Global reinsurers are reducing their coverage for medium-sized natural catastrophe risks, according to a report by Fitch Ratings.
This shift is primarily attributed to investor pressure following years of significant catastrophe losses and improved profitability in other sectors of the market, according to Fitch. Even the strongest reinsurers have scaled back their involvement, primarily by tightening their terms and conditions to limit their exposure to aggregate covers and lower layers of natural catastrophe protection. As a result, primary insurers now find themselves with less protection against secondary peril events.
However, reinsurers still offer substantial coverage for the most severe events, Fitch reported. This recent development in the reinsurance market indicates a return to its pre-soft market state, where the focus is on providing capital protection for cedents rather than earnings protection.
The natural catastrophe business has proven to be unprofitable in recent years, as prices have failed to keep up with the increasing frequency, severity, and volatility of weather-related losses caused by climate change. This has significantly diminished reinsurers' willingness to provide natural catastrophe coverage, especially since other business lines are experiencing price increases that outpace claims inflation. The implementation of tighter terms and conditions for natural catastrophe cover is considered a structural improvement that will enhance reinsurers' risk profiles in the medium term, Fitch said. These changes are unlikely to be swiftly reversed, even when market conditions change.

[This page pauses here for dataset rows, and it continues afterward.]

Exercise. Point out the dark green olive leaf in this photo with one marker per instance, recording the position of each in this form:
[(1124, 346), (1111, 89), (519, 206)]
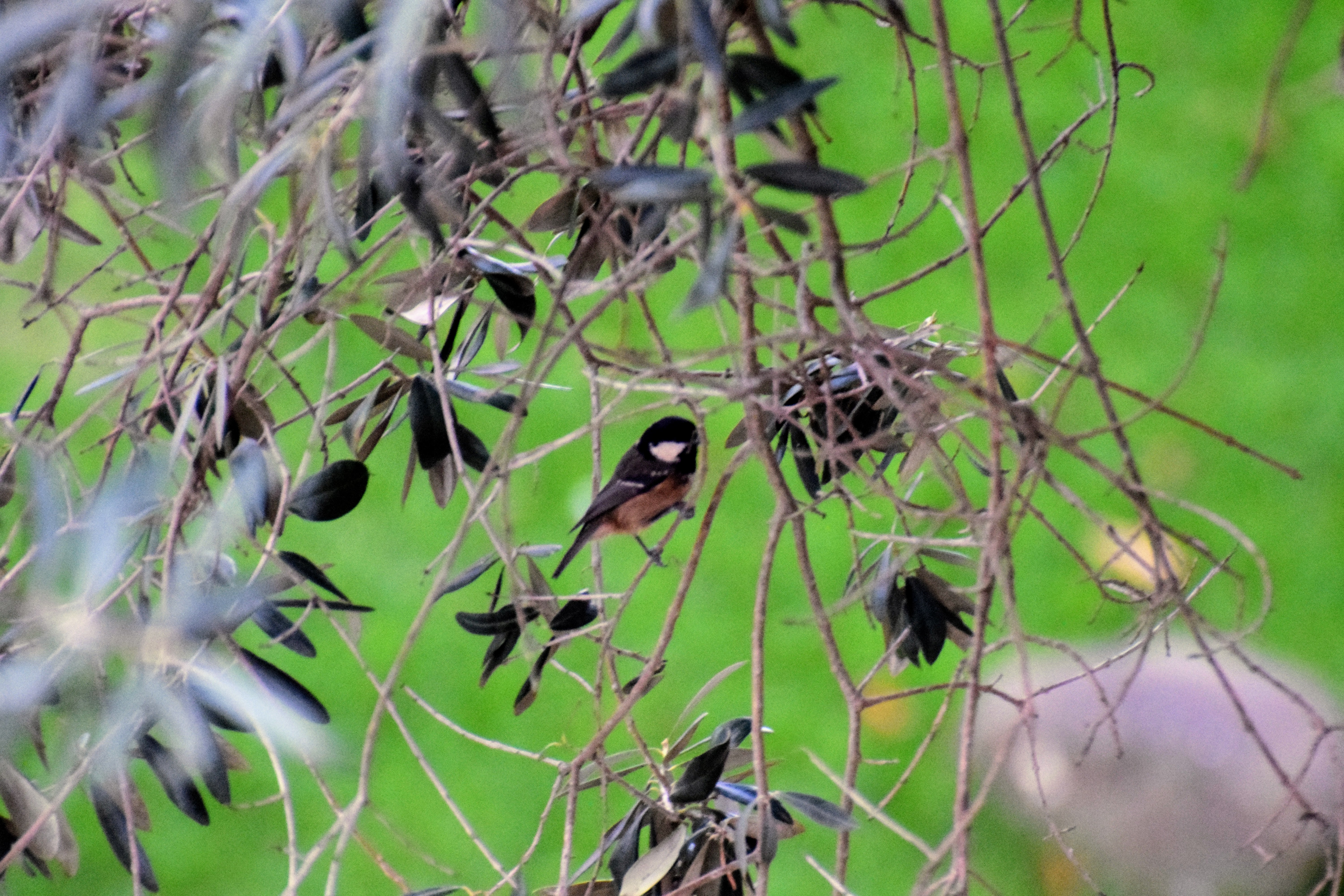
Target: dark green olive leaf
[(175, 780), (114, 823), (518, 295), (654, 866), (639, 185), (196, 721), (499, 651), (733, 731), (28, 394), (216, 709), (468, 92), (311, 571), (443, 481), (778, 105), (428, 425), (787, 220), (470, 575), (806, 178), (821, 811), (278, 625), (714, 272), (282, 686), (447, 349), (562, 210), (331, 493), (494, 622), (528, 694), (392, 338), (575, 614), (26, 807), (804, 460), (626, 851), (642, 70), (475, 340), (248, 465), (476, 454), (697, 782), (928, 618)]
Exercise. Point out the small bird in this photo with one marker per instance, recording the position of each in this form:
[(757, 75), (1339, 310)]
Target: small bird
[(650, 481)]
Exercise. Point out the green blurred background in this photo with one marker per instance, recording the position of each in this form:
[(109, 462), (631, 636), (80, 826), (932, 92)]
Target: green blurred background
[(1269, 374)]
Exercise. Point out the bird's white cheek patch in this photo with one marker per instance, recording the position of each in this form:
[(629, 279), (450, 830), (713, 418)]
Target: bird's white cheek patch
[(667, 452)]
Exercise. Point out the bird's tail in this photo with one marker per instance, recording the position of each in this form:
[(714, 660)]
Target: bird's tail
[(585, 535)]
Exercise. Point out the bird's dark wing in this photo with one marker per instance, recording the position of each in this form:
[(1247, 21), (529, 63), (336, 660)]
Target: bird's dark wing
[(614, 495), (635, 475)]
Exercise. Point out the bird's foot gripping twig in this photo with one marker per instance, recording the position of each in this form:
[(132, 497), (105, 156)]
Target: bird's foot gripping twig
[(654, 555)]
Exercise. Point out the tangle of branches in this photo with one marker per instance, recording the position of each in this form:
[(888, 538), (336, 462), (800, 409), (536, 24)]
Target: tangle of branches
[(284, 234)]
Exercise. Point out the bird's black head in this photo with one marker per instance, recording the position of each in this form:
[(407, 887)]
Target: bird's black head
[(671, 441)]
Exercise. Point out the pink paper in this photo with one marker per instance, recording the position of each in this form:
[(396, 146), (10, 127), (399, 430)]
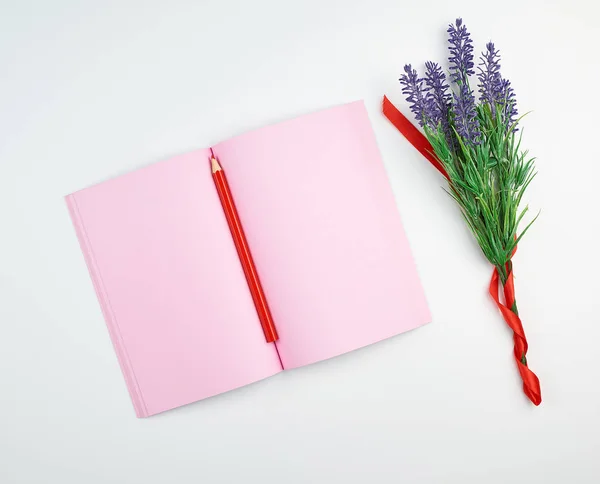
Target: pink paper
[(170, 284), (325, 233)]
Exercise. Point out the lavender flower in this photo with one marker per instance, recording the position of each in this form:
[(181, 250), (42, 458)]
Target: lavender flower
[(490, 80), (415, 94), (507, 98), (493, 89), (438, 99), (461, 53), (465, 116)]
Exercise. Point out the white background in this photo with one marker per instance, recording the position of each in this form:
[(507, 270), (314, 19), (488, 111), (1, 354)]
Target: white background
[(90, 90)]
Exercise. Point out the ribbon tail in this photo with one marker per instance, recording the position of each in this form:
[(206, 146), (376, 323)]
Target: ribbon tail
[(411, 133), (531, 383)]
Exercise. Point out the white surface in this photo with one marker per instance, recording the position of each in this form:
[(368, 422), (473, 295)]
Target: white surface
[(90, 90)]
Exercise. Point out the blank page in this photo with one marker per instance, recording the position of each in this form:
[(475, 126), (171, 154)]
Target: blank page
[(325, 233), (170, 284)]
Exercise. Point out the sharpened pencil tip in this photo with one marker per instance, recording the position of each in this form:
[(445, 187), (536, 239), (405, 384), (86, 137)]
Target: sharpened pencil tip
[(215, 165)]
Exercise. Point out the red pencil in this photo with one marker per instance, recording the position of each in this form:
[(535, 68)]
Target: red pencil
[(241, 244)]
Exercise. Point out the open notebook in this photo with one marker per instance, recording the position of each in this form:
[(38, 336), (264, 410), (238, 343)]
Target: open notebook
[(326, 238)]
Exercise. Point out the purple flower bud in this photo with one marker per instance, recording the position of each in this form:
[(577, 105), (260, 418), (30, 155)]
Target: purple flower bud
[(509, 102), (438, 99), (493, 89), (415, 94), (465, 116), (490, 80), (461, 53)]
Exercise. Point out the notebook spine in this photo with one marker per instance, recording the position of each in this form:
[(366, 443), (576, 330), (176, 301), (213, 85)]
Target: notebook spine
[(111, 322)]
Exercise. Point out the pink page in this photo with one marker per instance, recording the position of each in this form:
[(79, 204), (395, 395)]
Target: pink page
[(170, 284), (325, 233)]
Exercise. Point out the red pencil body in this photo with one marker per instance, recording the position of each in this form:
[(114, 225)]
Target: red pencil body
[(241, 244)]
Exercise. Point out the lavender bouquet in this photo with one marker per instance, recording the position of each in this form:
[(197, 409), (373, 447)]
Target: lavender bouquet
[(478, 145)]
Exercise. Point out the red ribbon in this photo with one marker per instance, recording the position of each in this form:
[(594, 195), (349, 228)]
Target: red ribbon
[(531, 384)]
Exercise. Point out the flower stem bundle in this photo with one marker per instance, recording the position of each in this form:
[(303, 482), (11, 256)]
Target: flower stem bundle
[(478, 143)]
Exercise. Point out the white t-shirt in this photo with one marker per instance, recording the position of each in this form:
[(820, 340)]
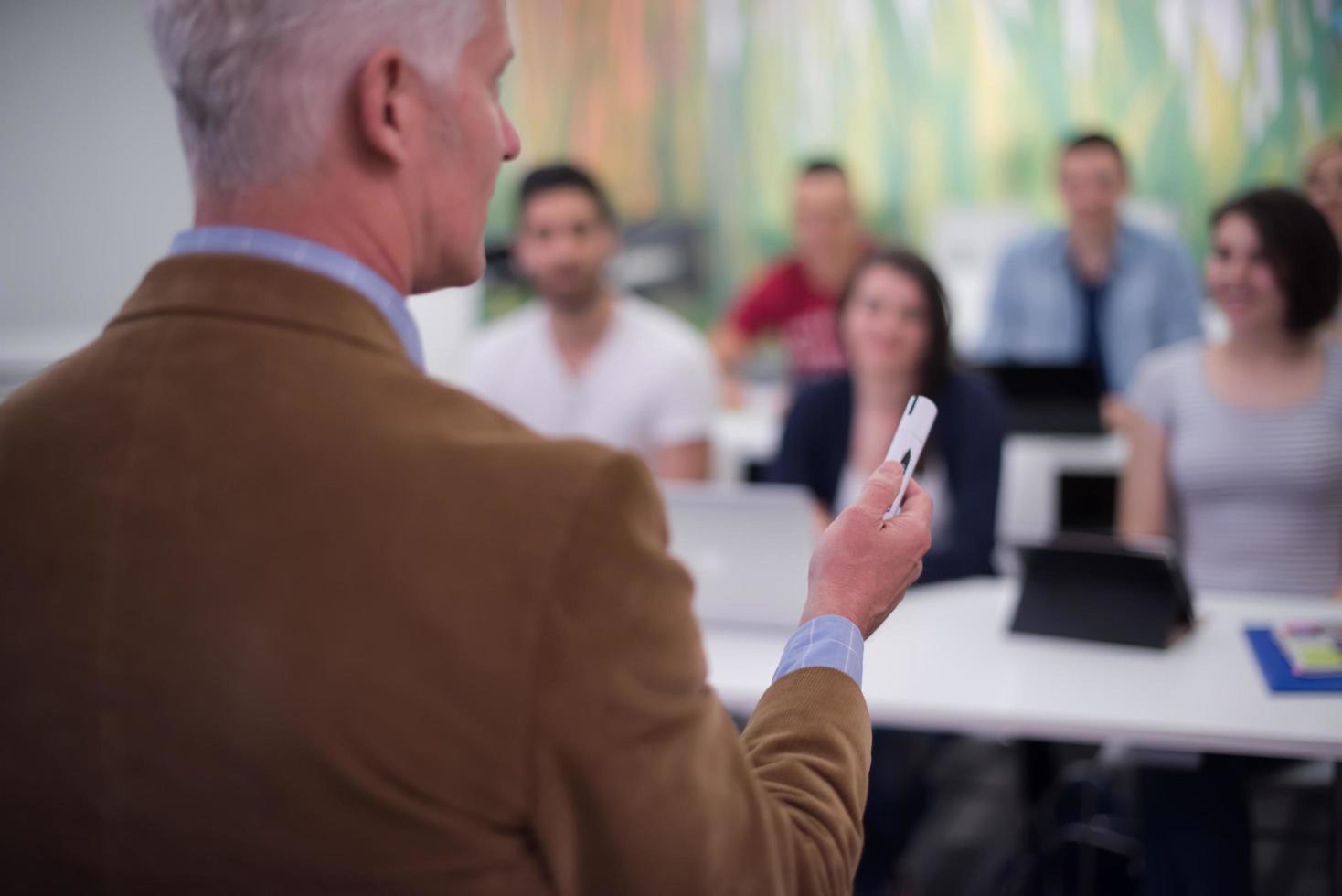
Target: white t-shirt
[(648, 384)]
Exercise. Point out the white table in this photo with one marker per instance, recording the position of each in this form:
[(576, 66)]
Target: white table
[(946, 661)]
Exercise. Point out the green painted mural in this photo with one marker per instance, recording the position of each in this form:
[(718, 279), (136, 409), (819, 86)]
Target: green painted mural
[(702, 109)]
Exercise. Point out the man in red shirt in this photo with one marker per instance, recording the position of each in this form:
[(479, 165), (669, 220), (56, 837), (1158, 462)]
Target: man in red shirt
[(796, 298)]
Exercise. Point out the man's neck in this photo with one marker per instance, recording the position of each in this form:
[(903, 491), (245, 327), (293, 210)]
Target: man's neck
[(312, 219), (577, 332), (828, 274), (1092, 250)]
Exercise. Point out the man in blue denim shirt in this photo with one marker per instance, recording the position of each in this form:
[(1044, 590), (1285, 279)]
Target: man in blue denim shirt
[(1100, 293)]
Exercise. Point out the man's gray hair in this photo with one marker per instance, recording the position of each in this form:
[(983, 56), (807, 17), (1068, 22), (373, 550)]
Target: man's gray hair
[(258, 83)]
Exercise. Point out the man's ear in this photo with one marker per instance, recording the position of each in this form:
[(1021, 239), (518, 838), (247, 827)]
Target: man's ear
[(387, 105)]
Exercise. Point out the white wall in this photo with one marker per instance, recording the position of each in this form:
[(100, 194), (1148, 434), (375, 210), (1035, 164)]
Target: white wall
[(91, 180), (93, 184)]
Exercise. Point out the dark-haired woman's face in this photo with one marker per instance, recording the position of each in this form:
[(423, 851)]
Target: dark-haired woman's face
[(1241, 278), (885, 326)]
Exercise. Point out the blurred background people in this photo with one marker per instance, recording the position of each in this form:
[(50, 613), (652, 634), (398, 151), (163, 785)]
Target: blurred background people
[(1235, 447), (895, 332), (1324, 183), (796, 296), (1324, 187), (584, 359), (1235, 453), (1100, 293)]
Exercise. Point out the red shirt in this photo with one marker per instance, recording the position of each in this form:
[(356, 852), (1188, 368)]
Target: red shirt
[(784, 301)]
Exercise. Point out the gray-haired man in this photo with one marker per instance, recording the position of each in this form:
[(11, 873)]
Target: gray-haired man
[(280, 614)]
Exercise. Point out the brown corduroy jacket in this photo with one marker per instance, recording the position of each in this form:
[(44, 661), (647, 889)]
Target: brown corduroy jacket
[(281, 614)]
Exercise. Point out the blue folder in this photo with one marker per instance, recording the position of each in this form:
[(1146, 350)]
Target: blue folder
[(1276, 668)]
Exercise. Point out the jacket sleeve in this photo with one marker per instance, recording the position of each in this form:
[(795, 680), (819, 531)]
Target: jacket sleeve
[(974, 451), (642, 784), (796, 463)]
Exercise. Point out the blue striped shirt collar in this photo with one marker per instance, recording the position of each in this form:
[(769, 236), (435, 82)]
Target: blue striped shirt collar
[(310, 256)]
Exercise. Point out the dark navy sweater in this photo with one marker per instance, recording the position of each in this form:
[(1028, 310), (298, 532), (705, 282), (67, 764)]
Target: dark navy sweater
[(968, 437)]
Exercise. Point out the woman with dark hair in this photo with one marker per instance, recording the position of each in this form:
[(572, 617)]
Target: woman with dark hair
[(1235, 451), (895, 332), (1324, 183)]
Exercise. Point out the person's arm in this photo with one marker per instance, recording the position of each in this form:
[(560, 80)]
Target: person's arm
[(800, 458), (682, 419), (1143, 493), (756, 312), (974, 451), (996, 345), (640, 781), (1144, 488), (1183, 306), (683, 462)]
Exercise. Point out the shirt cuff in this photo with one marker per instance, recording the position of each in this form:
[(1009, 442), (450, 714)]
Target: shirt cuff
[(829, 641)]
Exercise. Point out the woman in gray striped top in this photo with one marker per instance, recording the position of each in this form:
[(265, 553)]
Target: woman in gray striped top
[(1236, 450)]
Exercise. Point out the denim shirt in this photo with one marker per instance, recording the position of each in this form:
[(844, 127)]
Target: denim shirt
[(1038, 312)]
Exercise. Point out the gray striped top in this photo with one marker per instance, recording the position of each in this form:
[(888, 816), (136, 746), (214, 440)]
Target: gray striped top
[(1256, 496)]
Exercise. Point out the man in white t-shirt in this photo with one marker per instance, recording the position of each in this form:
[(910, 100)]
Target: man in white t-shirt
[(587, 361)]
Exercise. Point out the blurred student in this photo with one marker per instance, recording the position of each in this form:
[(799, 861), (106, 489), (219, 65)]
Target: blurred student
[(1235, 453), (1324, 187), (1235, 447), (895, 332), (1324, 183), (797, 295), (1100, 293), (585, 359)]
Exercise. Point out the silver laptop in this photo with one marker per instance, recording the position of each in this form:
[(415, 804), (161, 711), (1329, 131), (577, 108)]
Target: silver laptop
[(748, 548)]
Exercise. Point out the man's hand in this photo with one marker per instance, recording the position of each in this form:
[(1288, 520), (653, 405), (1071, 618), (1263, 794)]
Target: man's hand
[(865, 563)]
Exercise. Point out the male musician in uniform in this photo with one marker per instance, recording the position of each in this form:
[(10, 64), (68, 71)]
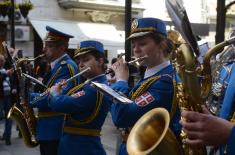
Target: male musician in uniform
[(85, 106), (148, 38), (49, 123)]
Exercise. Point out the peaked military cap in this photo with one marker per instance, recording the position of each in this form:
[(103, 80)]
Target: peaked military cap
[(144, 26), (56, 35), (89, 46)]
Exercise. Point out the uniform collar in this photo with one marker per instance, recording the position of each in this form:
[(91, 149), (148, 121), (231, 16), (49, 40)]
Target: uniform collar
[(96, 77), (53, 63), (154, 70)]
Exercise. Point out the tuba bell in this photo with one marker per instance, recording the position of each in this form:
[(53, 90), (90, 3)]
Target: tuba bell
[(25, 117), (151, 135)]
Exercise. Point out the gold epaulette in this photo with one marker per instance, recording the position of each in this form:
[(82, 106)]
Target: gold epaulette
[(82, 131), (49, 114), (52, 79)]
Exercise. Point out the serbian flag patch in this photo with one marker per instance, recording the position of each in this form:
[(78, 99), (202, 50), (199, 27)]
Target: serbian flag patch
[(144, 99), (78, 94)]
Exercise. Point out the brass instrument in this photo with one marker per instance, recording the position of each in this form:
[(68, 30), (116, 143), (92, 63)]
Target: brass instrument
[(45, 93), (25, 119), (20, 61), (188, 91), (192, 92), (206, 70), (151, 135)]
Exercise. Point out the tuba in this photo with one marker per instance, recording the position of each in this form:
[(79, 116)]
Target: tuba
[(151, 135), (25, 117)]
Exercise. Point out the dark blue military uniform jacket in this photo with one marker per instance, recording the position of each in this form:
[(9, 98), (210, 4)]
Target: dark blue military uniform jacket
[(87, 109), (158, 94), (49, 123), (228, 105), (229, 97), (231, 143)]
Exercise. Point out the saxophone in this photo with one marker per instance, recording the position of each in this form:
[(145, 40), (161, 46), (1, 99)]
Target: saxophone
[(193, 91), (24, 117)]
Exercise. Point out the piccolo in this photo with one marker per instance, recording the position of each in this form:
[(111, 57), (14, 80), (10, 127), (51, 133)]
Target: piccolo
[(129, 63), (45, 93)]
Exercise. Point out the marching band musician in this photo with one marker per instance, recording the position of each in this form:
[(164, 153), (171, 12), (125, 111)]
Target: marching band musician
[(148, 38), (206, 129), (86, 107), (49, 123)]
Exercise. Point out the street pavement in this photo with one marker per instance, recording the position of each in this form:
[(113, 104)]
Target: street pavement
[(17, 147)]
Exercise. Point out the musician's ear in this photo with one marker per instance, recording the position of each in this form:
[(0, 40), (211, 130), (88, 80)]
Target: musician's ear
[(101, 61)]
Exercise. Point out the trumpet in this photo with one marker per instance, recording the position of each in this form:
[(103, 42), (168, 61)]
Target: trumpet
[(135, 61), (45, 93)]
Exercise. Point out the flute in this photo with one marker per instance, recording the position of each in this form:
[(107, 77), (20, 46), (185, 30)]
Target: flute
[(45, 93), (108, 71)]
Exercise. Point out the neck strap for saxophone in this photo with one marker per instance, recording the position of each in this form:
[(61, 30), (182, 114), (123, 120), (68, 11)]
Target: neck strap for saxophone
[(146, 84), (99, 98)]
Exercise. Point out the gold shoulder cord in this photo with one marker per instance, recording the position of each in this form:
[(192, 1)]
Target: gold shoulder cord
[(52, 79), (143, 87)]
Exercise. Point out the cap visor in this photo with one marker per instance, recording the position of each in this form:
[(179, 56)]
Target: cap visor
[(82, 53), (138, 34)]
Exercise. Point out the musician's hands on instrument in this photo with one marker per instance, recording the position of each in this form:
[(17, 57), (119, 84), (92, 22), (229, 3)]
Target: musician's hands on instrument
[(58, 87), (121, 70), (10, 71), (205, 129)]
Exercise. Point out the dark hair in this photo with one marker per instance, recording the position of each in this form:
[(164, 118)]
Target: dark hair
[(98, 56)]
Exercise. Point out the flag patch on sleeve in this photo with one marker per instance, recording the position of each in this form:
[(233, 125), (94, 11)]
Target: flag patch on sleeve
[(78, 94), (144, 99)]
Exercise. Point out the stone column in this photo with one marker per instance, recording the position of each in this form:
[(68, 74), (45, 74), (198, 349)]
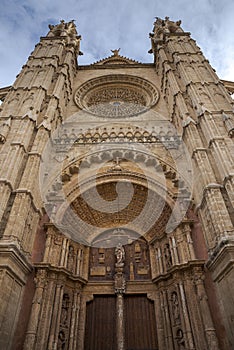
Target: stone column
[(35, 311), (120, 321), (188, 330), (75, 321), (55, 317), (120, 285), (205, 312)]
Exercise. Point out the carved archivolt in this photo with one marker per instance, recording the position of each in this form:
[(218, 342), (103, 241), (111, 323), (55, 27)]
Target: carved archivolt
[(116, 96)]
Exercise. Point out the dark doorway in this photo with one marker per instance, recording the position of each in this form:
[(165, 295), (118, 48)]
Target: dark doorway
[(100, 330), (140, 323)]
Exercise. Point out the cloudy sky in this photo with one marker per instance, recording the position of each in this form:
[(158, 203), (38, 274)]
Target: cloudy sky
[(111, 24)]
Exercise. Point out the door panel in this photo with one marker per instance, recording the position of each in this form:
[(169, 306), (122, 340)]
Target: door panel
[(100, 330), (140, 324)]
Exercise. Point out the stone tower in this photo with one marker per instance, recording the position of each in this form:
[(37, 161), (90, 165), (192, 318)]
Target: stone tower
[(116, 210)]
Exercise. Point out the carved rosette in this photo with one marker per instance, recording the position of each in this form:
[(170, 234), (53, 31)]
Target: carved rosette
[(116, 96)]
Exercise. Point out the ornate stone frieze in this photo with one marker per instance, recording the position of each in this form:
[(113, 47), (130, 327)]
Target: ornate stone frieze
[(116, 96)]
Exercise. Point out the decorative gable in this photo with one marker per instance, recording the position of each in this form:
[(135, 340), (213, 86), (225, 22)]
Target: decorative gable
[(116, 58)]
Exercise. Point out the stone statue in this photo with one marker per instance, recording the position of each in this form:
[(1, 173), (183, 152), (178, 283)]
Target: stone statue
[(120, 254), (175, 307), (115, 52)]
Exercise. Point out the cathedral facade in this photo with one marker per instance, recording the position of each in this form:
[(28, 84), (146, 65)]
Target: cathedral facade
[(117, 207)]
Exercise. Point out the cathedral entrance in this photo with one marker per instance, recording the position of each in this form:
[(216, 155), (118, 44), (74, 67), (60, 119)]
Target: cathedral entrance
[(139, 324)]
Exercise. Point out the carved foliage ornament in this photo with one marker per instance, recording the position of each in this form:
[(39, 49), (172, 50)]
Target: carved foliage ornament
[(116, 96)]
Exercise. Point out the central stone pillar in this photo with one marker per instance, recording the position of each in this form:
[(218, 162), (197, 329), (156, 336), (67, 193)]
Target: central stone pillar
[(120, 321), (120, 285)]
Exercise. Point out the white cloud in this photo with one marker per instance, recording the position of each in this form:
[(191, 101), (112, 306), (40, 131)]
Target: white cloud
[(107, 24)]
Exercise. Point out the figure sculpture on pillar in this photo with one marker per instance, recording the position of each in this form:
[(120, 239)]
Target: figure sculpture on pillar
[(120, 254)]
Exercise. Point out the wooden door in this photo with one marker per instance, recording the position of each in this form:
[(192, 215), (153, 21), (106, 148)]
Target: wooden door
[(100, 330), (140, 323)]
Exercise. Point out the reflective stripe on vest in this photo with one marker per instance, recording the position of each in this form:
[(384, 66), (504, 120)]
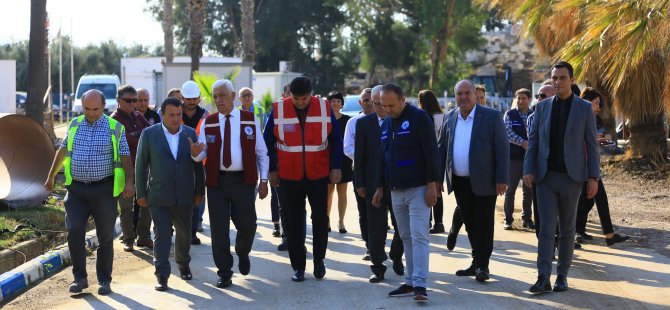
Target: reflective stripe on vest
[(117, 130)]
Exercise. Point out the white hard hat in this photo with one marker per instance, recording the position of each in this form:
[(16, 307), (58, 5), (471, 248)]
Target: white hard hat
[(190, 90)]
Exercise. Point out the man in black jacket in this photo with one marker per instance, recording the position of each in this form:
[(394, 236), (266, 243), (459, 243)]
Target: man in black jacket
[(408, 167), (366, 156)]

According to Aon, insured natural catastrophe costs reached $53 billion globally in the first half of 2023, which is 47% higher than the 20-year average. Despite this, the 18 non-life reinsurers monitored by Fitch reported robust underwriting profitability in the same period, with an aggregate reinsurance combined ratio of 88%. This positive outcome was driven by price increases in many business lines that surpassed claims inflation, as well as a reduced burden from natural catastrophes as cedents retained more losses themselves. The aggregate ratio also includes moderate losses of 6.7 percentage points from natural catastrophes.
On the other hand, life reinsurance profits have returned to pre-pandemic levels due to significantly lower excess mortality claims related to the pandemic, Fitch reported. Additionally, the performance of investments has benefited from a rebound in equity markets and higher reinvestment rates as interest rates stabilized at higher levels.
The renewals in June and July 2023 showed continued momentum in reinsurance pricing. The US property-catastrophe markets experienced the most significant price increases, ranging from 30% to 75% for loss-hit business and 10% to 40% for loss-free business. In contrast, premium rates for casualty lines remained relatively stable, reflecting the greater capacity allocated to them.
Fitch expects reinsurers to maintain strong underwriting discipline despite higher interest rates, and the hardening of the reinsurance market is anticipated to persist into 2024. However, future price increases are expected to be more moderate compared to 2023, as rate adequacy has generally been achieved through several rounds of hardening since 2018.